Taking time off felt like dropping myself into limbo. As someone who is, for better or worse, definitively type-A and attaches outsized significance to institutions and organizations, I should have known that temporary disaffiliation from the all-encompassing “Yale student” identity would feel like going down a rabbit hole. All of a sudden I had to redefine what exactly it was that I spent my time “doing.” And since “doing” had always subliminally been equated with “being,” I also felt like I was being asked to redefine who I was. I oscillated between wanting to do everything and nothing.

This choice was both liberating and terrifying. I had, in one fell swoop, pressed Ctrl-Alt-Delete on all my academic obligations for the next four months. With my calendar wide open, I could do anything I wanted. No discussion question postings on Canvas, 9:25 a.m. Zooms, or sections where no one else turns their camera on and you feel bad for the TA but it’s too late to backtrack anyways so you sit there feeling super awkward and conscious of being virtually perceived. No one to keep you accountable except for yourself. I worked, but work lends a different kind of expectation and cadence: one fueled by consistency, not sporadic urgency. Discipline, not adrenaline. I realized I hadn’t quite developed those muscles before. 
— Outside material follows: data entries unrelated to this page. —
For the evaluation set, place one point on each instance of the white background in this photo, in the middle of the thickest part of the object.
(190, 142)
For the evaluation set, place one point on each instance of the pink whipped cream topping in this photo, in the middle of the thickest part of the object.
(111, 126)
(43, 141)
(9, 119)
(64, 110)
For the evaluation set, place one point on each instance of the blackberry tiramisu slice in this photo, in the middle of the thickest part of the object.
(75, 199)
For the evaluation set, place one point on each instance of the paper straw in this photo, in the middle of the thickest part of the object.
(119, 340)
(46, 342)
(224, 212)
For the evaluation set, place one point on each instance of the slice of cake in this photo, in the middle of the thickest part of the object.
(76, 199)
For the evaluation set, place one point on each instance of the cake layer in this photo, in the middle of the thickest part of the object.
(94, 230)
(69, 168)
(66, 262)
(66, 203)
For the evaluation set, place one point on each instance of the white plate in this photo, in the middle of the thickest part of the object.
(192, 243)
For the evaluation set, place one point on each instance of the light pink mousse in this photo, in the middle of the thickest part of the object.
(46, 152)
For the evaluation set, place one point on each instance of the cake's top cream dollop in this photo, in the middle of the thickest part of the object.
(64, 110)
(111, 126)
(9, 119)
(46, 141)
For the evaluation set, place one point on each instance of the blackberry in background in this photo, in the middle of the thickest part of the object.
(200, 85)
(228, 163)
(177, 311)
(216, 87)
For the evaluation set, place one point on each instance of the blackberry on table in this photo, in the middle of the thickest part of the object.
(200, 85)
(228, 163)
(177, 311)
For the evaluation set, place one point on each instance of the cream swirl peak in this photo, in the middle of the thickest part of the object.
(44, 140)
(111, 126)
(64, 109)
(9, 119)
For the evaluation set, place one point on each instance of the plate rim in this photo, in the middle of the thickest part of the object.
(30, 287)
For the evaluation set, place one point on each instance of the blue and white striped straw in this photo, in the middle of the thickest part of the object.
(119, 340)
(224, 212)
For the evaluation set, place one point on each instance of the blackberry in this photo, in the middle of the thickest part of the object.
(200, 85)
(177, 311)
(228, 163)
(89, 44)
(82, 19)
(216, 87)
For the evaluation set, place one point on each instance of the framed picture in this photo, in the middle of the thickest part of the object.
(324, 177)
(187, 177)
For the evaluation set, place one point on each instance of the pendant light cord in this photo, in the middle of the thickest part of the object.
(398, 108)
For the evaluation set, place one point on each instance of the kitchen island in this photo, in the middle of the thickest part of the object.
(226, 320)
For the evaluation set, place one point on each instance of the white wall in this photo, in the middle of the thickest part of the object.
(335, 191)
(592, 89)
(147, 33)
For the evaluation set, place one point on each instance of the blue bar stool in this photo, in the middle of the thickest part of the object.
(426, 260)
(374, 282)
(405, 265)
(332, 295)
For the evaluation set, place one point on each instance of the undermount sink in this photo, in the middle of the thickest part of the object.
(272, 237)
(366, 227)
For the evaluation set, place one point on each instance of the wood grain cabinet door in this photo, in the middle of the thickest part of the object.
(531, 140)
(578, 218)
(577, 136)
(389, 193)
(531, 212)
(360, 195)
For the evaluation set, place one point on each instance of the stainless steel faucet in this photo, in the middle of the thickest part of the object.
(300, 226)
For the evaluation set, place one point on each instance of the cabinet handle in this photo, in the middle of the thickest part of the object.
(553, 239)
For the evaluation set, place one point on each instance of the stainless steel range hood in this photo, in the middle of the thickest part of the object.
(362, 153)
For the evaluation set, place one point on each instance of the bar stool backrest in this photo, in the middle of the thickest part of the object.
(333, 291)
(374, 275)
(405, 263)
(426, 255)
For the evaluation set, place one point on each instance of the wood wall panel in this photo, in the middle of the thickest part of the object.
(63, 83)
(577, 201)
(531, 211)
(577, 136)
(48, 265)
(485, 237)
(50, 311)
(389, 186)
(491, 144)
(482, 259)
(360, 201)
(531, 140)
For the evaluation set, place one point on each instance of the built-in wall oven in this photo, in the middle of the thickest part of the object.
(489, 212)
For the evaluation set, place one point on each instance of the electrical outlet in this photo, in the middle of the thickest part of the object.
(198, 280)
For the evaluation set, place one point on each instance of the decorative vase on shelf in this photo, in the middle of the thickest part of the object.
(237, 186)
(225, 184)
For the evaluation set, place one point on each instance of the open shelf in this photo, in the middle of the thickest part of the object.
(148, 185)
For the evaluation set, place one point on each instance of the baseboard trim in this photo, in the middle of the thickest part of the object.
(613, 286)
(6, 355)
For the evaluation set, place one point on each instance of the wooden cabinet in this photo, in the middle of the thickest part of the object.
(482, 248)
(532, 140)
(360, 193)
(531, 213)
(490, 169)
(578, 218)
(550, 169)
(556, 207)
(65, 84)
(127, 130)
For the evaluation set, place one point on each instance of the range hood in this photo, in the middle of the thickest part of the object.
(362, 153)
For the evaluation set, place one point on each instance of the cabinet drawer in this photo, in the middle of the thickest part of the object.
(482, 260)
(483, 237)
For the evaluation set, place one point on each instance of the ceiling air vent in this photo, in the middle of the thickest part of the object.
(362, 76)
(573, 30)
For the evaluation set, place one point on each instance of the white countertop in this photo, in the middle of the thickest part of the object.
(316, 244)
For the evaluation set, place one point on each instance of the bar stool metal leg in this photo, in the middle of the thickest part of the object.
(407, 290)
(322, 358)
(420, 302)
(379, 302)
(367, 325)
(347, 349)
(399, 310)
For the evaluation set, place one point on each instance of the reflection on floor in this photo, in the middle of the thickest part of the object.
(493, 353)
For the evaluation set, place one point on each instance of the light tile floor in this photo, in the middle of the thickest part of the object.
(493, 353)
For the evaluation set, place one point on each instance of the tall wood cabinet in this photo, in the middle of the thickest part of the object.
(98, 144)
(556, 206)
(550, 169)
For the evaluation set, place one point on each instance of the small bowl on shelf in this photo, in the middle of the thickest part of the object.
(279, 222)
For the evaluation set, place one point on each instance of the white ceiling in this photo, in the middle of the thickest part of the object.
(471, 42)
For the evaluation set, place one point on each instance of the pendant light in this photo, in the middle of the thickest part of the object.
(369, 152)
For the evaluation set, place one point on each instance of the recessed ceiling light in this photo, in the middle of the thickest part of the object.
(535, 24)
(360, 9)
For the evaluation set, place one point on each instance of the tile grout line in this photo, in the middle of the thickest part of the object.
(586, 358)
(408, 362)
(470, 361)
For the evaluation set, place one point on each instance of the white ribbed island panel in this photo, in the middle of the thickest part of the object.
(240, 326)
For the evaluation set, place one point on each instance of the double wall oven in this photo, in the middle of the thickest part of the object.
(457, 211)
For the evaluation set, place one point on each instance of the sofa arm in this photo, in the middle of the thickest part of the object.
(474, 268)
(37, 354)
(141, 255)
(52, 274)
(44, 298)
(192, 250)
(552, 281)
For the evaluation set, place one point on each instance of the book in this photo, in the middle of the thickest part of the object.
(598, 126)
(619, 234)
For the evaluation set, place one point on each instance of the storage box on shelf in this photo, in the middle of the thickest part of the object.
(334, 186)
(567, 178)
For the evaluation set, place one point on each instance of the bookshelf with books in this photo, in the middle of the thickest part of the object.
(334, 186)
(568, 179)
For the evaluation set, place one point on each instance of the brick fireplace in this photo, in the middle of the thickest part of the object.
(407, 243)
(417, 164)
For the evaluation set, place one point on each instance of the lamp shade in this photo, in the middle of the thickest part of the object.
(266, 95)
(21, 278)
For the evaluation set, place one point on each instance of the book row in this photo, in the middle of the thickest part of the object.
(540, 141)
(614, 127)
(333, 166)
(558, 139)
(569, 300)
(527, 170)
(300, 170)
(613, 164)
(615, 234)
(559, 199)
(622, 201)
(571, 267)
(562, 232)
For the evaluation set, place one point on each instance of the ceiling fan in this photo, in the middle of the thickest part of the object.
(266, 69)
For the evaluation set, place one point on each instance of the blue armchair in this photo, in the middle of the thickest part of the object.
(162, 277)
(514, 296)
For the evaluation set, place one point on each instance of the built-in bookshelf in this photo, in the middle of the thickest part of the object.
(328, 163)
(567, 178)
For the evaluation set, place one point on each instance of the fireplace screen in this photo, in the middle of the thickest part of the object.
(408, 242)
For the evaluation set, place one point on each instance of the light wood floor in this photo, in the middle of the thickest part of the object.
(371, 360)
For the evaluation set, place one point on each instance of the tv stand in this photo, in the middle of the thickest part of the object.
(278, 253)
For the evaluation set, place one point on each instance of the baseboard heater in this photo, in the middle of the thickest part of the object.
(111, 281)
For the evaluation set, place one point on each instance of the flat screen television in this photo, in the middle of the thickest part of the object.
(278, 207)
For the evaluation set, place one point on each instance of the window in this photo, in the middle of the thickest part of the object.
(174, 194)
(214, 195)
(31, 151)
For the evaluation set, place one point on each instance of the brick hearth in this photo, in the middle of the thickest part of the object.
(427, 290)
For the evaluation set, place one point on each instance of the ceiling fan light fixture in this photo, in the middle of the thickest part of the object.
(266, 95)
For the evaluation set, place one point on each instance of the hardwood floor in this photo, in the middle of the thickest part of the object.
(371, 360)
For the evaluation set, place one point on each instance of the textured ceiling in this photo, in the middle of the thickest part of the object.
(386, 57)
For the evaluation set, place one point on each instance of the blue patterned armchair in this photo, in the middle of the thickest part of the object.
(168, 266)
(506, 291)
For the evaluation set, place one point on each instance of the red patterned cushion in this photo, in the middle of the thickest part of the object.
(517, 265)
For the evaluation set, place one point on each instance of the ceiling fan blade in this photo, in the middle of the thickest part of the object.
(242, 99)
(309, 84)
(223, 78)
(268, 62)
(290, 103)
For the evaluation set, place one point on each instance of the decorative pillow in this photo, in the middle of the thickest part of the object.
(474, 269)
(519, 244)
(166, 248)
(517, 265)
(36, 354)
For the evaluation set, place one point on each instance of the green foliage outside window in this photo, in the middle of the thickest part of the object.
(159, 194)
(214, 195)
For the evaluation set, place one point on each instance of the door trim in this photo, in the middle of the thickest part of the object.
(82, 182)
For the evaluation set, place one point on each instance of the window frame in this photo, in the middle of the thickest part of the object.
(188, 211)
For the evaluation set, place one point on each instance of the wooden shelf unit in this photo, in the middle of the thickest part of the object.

I realized that the college student lifestyle — one where we rely on short bursts of intense inspiration, one where sparkle is enough to excuse slip-ups — does not translate equally well into other contexts. One of my jobs taught me that I want to own my work product. Another has taught me that I crave feedback and hands-on mentorship. It became very clear to me that I am happiest when working within teams, pushed to grow, and when my intellectual development is inherently intertwined with some form of external accountability. 

And now, it’s May. So what else have I learned, exactly? A couple things. That people love me independently of the institutions I am attached to and the achievements I pursue. That I love being a Yale student. That I took for granted Yale’s role in pushing me to grow intellectually. That I’m less intrinsically motivated than I believed, my tolerance for mess and challenge are perhaps not quite what I thought it was. But also, that there is unbelievable freedom in life. That we are free to make almost any choice, provided we are willing to accept its consequences. I realized that staying enrolled, that working towards graduation, that deciding to graduate at all … all of these are choices we make, no matter how inevitable they might feel now that we’ve started our Yale journeys. That there is nothing mundane about attending Yale, that it is a privilege in and of itself.

Taking time off was sometimes hard and largely disorienting. Unmooring myself from a stable foundation with which I had grown accustomed and adding confusion to a strange, strange year. But it’s good to go on adventures. To define and redefine who we understand ourselves to be. With my time away from Yale coming to an end, I’m realizing how linear time is, how the decisions we make are our own to accept, and how the stories we tell ourselves give shape to the days that we live. Yale and I were on a semester-long break, but we’ll be back together and better than ever this fall. I’m learning how to navigate distance from, and in proximity to, this strange, beautiful, irreplicable place.